Pour soutenir que la décision implicite du préfet de l’Essonne serait entachée d’une erreur de droit et d’une erreur manifeste d’appréciation, la société requérante fait valoir qu’une visite de la commission de sécurité est obligatoire avant la réouverture d’un établissement fermé plus de dix mois, conformément à l’article R. 143-38 du code de la construction et de l’habitation et qu’il appartient au préfet de l’Essonne de se substituer au maire de Ris-Orangis, dans les conditions prévues à l’article R. 143-24 du même code, compte tenu de la carence de ce dernier qui refuse d’autoriser la réouverture de son établissement. Toutefois, d’une part il est constant que la société requérante n’a engagé aucuns travaux pour répondre aux prescriptions de l’arrêté de fermeture du 1er octobre 2024 mais s’est bornée à en contester les termes en faisant réaliser diverses études techniques et expertises non contradictoires. D’autre part, alors que trois précédents référés introduits par la société requérante ont été rejetés pour défaut de doute sérieux quant à la légalité des décisions attaquées, notamment de la décision refusant d’abroger l’arrêté du 1er octobre 2024 au vu des éléments d’expertise apportés par la société requérante, cette dernière n’apporte, dans la présente instance, aucun élément supplémentaire. Dans ces conditions, alors qu’il n’appartient au préfet de se substituer au maire dans l’exercice de ses pouvoirs de police des établissements recevant du public qu’en cas de carence avérée, les moyens soulevés sont, en l’état de l’instruction et au vu de la demande, manifestement impropres à faire naitre un doute sérieux quant à la légalité de la décision attaquée.

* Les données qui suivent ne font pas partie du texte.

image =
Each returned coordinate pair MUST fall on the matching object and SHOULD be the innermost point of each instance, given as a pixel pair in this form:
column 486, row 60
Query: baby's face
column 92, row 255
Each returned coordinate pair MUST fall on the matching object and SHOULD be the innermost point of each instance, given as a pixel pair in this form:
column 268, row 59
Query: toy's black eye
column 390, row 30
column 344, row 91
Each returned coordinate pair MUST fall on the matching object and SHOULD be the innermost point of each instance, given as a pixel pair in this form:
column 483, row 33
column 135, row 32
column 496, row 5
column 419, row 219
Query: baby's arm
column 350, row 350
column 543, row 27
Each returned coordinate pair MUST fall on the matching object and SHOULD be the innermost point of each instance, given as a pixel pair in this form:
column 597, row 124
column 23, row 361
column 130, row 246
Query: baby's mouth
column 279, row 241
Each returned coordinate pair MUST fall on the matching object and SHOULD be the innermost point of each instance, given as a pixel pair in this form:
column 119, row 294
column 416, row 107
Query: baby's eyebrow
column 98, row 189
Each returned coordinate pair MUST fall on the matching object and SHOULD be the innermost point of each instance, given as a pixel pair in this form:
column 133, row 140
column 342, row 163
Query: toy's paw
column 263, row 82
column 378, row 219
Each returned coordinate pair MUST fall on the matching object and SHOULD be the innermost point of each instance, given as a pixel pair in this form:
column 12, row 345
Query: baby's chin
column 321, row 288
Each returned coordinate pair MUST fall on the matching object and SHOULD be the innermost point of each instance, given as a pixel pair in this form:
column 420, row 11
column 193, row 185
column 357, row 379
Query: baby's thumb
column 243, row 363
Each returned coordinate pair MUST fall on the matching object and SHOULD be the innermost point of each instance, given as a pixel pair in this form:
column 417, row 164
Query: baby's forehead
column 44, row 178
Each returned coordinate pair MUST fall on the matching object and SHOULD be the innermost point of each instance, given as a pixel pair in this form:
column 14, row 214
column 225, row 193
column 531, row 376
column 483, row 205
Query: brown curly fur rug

Par suite, la requête doit être rejetée en toutes ses conclusions selon la procédure prévue à l’article L. 522-3 du code de justice administrative.
La société requérante est informée de l’existence des dispositions de l’article R. 741-12 du code de justice administrative qui disposent que « Le juge peut infliger à l’auteur d’une requête qu’il estime abusive une amende dont le montant ne peut excéder 10 000 euros. »
O R D O N N E :
Article 1er : La requête de la société La ferme de Ris-Orangis est rejetée.
Article 2 : La présente ordonnance sera notifiée à la société La ferme de Ris-Orangis.
Fait à Versailles, le 13 octobre 2025.
Le juge des référés,
B. Maitre
La République mande et ordonne au préfet de l’Essonne en ce qui le concerne ou à tous commissaires de justice à ce requis en ce qui concerne les voies de droit commun, contre les parties privées, de pourvoir à l’exécution de la présente décision.